Below is the transcript of a recent interview with Carter Nordman. He is a senior at Adel-Desoto-Minburn High School in central Iowa, State Director of Iowa Students for Trump, Campaign Manager for Ralph Watts for Iowa House, and Adel Parks and Recreation Board Member. Nordman is a prime example of a young, conservative voice that is challenging the status quo by empowering students to not be afraid to use their voice.

Q: Talk to me about the importance of voice.

A: When I think of that I think of how young a lot of us are especially in Students for Trump. I think of how our voice was a lot of times not being heard because of our age. Which is sad because we do have a lot of input to the situations, ideas, and concerns of the political world. Voice to me means not only talking, but doing. That’s the main take away. Talk about the issues that matter to you but most importantly do something about it — vote, start an organization, run for office. Do something about it.

Q: Describe some of the ways you’ve been involved in politics, government, and advocacy.

A: I currently sit on the Adel Parks and Recreation board. I am probably one of the youngest city government officials in the country. I work with people no younger than late 30s but I enjoy doing that. I was also the State Director during the campaign of Students for Trump. I visited major universities like ISU, University of Iowa, UNI, Drake, Grand View and various other high schools. I talked about Trump’s vision and why a millennial like myself supported him. I was also Campaign Manager for Ralph Watts. I ran social media pages, consulted him on issues regarding the campaign and planned events. Getting involved doesn’t have to be as in depth as all that, though. It really can be as simple as getting out and voting and getting your friends to vote.

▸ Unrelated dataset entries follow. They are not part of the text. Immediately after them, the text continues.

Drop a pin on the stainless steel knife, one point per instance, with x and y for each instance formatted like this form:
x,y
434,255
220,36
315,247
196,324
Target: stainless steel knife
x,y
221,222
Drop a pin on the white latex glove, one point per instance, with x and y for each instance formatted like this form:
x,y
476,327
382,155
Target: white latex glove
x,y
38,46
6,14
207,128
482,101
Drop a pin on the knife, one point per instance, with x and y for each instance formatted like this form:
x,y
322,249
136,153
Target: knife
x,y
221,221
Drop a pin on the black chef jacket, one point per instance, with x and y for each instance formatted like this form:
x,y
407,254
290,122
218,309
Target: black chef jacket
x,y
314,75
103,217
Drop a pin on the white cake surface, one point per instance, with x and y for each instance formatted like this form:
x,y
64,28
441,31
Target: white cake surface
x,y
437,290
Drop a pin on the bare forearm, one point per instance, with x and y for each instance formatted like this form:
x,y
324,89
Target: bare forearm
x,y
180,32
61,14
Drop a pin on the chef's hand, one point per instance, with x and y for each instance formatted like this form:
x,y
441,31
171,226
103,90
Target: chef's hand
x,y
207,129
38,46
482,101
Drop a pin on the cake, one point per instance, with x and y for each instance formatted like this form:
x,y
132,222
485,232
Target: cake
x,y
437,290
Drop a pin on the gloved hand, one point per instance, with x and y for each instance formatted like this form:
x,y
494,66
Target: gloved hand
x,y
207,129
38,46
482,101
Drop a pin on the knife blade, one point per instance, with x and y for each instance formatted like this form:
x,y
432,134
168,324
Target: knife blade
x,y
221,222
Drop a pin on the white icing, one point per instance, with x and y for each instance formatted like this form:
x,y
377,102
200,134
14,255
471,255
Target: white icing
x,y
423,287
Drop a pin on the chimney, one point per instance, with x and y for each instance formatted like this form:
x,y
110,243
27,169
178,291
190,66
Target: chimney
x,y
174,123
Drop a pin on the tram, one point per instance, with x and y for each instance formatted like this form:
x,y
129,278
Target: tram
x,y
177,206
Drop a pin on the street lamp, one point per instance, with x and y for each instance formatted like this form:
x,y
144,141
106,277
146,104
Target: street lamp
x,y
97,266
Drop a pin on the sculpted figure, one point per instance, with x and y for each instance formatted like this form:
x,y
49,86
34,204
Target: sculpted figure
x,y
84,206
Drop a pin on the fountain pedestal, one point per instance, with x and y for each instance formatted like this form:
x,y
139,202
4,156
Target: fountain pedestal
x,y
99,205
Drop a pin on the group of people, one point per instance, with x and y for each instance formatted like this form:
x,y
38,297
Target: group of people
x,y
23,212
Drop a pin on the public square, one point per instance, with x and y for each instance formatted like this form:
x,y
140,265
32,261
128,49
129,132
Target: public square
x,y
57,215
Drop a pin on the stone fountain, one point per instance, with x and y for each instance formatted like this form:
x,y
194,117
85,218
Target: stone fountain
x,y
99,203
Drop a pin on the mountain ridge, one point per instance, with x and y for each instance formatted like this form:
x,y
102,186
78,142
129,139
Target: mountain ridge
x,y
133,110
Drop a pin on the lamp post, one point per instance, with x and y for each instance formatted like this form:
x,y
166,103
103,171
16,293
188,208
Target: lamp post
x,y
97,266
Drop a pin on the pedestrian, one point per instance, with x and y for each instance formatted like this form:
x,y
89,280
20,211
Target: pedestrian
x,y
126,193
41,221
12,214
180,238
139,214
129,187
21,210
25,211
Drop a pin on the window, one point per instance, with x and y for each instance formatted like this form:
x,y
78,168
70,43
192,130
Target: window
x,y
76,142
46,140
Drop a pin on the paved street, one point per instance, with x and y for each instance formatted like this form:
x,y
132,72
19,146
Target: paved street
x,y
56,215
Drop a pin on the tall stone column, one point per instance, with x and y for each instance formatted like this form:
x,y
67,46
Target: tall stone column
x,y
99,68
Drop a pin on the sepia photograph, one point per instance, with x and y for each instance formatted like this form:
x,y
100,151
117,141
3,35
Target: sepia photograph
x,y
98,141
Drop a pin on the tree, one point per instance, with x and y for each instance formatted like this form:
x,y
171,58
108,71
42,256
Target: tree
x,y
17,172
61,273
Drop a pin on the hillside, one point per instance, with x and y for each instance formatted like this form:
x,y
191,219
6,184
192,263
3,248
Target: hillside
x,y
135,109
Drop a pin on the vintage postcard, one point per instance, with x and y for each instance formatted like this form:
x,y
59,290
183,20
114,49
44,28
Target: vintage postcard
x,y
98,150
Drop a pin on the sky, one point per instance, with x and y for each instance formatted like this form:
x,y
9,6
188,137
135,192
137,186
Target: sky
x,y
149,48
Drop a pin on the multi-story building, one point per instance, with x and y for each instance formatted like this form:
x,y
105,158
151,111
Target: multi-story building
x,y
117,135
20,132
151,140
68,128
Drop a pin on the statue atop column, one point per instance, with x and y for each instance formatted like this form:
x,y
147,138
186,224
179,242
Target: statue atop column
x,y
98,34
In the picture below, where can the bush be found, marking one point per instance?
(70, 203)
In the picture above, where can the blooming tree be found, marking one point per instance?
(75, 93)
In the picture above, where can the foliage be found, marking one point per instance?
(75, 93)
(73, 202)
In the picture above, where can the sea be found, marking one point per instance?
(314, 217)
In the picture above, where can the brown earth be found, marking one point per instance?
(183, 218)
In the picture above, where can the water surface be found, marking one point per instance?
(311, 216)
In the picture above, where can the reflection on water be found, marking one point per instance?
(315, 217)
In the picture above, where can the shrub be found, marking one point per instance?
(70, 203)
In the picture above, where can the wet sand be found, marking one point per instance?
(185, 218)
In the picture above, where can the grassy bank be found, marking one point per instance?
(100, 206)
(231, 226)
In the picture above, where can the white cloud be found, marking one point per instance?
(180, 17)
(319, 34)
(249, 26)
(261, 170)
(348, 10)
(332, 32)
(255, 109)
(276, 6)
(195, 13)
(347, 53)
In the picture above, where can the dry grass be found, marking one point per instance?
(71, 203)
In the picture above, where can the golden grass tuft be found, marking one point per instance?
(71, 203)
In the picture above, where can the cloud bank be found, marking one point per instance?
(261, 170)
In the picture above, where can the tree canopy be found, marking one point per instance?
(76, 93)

Q: Why is it important for Generation Z to be engaged in public policy?

A: I think it’s important for every new generation to be engaged because they are going to be the ones that take over and lead the country with what is left behind. It is important for every generation to be involved. It’s going to be their future and their kid’s future that they inherit. They’ll be inheriting a mess or I guess a “not mess” that is left behind. Instead of waiting to see what happens, it’s better to get involved and make it happen. Try to make it the best situation it possibly can be.

Q: Politics can be heavy and bogging. What gives you hope for the future & motivation to move forward?

A: What gives me hope is the fact that we were able to elect a President that has this country’s best interests at hand. The Republican party is able to direct this country down a road that will be able to better suit my generation and generations to come. It gives me hope that this country will be able to freely elect the people that we want to elect. There are going to be disagreements, but that’s what makes our country so great. We can disagree on everything, but still unite as one nation.

Q: What are your views on a couple recent bills that have been passed in Iowa that directly affect students?

A: The collective bargaining bill can be a two way bill. I believe it will actually enhance student learning at schools because it is going to make an environment in schools that will be more structured and organized with what is going on. If you don’t do your job in the private sector you get fired. It should not take three years to do so to fire a teacher like it currently does. That is the most inefficient and absurd thing I’ve ever heard. We pay administrators six figures to do the job of managing teachers. It’s not just about firing, though. If you’re doing a good job they’re not going to fire you. I guarantee you that. I think it will make schools more efficient and productive. I also think the state should give school boards more jurisdiction of their budgets. Each school is different and has different opportunities and conflicts.

Q: What role should public schools have in educating students about democracy and public servitude?

A: I believe public schools should be the forefront of teaching that kind of stuff. I think school should teach real world issues and problems, and this relates to that. Schools have wandered away from current events, but it should be the first place to learn about government, democracy, and civil duties. If you want to talk about change, talk about it. If you want to see change, do something about it.